The Classical Dressage Queen: Slow, methodical, they believe in the old way of training. Their house is filled with aged, yellow books and are obese from the amount of bookmarks stuffed in them. They will never use something that seems "modern" unless they found proof that something like it was used by the masters.
The Other Sort of Dressage Queen: They don't have grooms. They have servants. They are the very image of a true princess. This is what the rich Pony Clubbers tend to grow into. They're the sort that you would never approach without introduction, and then you would probably be afraid to speak to them unless spoken to first.
The Eventer: You do not mess with these people. They are as close to insane as you will get without actually being insane. They gallop horses over jumps which are huge and if they fall off and break three ribs and dislocate a shoulder they simply get back on and finish the course. And the only quote you will get from them after is "I got three time faults! Argh!" But most of them are experts at riding with one arm in a sling, and they'll never say die.
The Natural Horseman: Is like the Classical Dressage Queen in that they have books everywhere.

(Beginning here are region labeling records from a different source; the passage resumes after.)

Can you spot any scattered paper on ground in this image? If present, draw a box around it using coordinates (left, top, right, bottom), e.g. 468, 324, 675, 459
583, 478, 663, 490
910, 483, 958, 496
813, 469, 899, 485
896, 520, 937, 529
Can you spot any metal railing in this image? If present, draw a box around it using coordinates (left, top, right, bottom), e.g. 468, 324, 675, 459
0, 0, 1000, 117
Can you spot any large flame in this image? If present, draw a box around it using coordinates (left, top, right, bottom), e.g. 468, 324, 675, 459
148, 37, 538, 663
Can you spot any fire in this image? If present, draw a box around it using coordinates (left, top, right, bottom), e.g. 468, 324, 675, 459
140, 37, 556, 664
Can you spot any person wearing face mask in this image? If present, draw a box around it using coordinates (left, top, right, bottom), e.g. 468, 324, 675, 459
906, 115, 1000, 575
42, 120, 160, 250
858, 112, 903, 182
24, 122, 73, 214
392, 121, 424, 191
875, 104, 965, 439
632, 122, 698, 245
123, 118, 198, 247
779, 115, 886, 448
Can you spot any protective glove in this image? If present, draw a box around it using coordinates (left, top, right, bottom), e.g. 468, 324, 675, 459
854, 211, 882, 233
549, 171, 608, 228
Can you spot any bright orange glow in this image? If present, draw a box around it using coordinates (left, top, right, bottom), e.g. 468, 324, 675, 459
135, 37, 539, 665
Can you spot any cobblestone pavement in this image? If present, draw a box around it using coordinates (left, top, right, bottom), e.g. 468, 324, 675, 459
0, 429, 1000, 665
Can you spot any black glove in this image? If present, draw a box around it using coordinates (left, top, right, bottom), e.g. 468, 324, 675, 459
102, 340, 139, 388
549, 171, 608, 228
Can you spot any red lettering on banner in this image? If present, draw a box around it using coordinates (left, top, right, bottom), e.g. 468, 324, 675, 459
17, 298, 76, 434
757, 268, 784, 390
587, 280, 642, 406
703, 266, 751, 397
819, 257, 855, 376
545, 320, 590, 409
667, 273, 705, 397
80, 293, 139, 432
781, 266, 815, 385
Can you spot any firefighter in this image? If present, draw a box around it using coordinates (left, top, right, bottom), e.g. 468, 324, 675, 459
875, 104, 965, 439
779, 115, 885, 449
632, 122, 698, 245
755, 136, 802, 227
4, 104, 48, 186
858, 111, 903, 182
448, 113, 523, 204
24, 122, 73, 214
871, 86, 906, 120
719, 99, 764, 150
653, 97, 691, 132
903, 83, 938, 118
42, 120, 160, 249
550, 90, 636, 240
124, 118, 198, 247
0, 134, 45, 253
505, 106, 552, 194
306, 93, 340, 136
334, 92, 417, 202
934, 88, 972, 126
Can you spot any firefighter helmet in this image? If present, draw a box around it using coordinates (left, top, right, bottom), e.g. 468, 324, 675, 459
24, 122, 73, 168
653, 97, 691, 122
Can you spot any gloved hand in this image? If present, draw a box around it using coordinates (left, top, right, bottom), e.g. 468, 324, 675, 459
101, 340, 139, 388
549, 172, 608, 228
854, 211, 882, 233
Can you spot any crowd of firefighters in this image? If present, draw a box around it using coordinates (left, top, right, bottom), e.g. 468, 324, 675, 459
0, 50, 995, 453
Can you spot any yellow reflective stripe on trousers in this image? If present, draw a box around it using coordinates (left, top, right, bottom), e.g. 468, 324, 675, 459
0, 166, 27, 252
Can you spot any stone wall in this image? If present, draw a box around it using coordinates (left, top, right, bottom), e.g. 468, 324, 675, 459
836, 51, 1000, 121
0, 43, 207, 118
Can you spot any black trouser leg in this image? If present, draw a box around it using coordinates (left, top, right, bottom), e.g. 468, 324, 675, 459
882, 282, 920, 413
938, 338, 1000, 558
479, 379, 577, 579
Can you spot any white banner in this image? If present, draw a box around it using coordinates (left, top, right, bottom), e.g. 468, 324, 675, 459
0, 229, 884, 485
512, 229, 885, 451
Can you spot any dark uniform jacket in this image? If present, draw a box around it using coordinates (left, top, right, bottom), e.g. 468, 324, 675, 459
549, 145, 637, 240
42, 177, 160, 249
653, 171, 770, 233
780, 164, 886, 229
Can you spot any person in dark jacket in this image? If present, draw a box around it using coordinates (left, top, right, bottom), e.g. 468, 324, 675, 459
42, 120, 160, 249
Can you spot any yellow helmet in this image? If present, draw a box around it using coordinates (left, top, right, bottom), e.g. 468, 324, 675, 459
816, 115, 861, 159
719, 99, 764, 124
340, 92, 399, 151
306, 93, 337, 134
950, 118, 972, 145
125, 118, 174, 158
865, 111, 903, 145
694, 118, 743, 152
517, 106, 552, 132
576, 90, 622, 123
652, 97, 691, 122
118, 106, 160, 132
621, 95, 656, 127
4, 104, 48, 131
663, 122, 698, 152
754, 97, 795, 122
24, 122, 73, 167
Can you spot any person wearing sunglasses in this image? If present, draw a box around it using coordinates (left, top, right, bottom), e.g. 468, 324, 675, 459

They also use gentle methods, do not use "modern" things like spurs and believe everything comes from short sessions of gentle persuasion.
The Show Jumper: Another grown-up Pony Clubber, but this one has never learnt how not to rely on instructors for help. Still, their horses are generally well bred and they know what they're doing. And they're very good at getting off to re-make a jump after its been knocked down. They've turned it into an art.
The Jockey: Short. Thin. They never eat, but they know how to ride. Balanced precariously atop a mountain of muscle that can reach speeds of 40 miles per hour (64 km/hr), it's as though they are steering a car with nothing more than two easily broken pieces of leather. Jockeys know no fear.
The Cowboy/Stock Rider: These guys know horses in every way the others don't, because they are with their horses all the time. Their horse is the very model of a perfect "bombproof" horse, but you wouldn't put your kid on one, because if they see a cow separated from the herd, they can run like hell. And the rider, somehow, will not come unstuck even after the most violent bust of energy. These people are also female; think of a cowgirl.
The Rodeo Rider: A long arm of the cowboy tradition, they are highly skilled people who are either dead/dying in a week or they'll be in the trade for years to come. Perhaps they are glory seekers, perhaps they romanticize the dust and sweat and danger, but I can say one thing in all confidence: they know how to stay on a horse. (Inserted due to wertperch's suggestion.)
The Pleasure Rider: They dabble in everything, and ride everything, though not always willingly. Born of the spirit of the poor teenage Pony Clubber they can be seen at the dressage, the shows, the hacks and the jumping competitions. They also come from the less serious of the above who get married, settle down and have children.
Note: In Australia about 70% of all horse riders are female, and in the US, 128 in every 100,000 participants in horse racing die.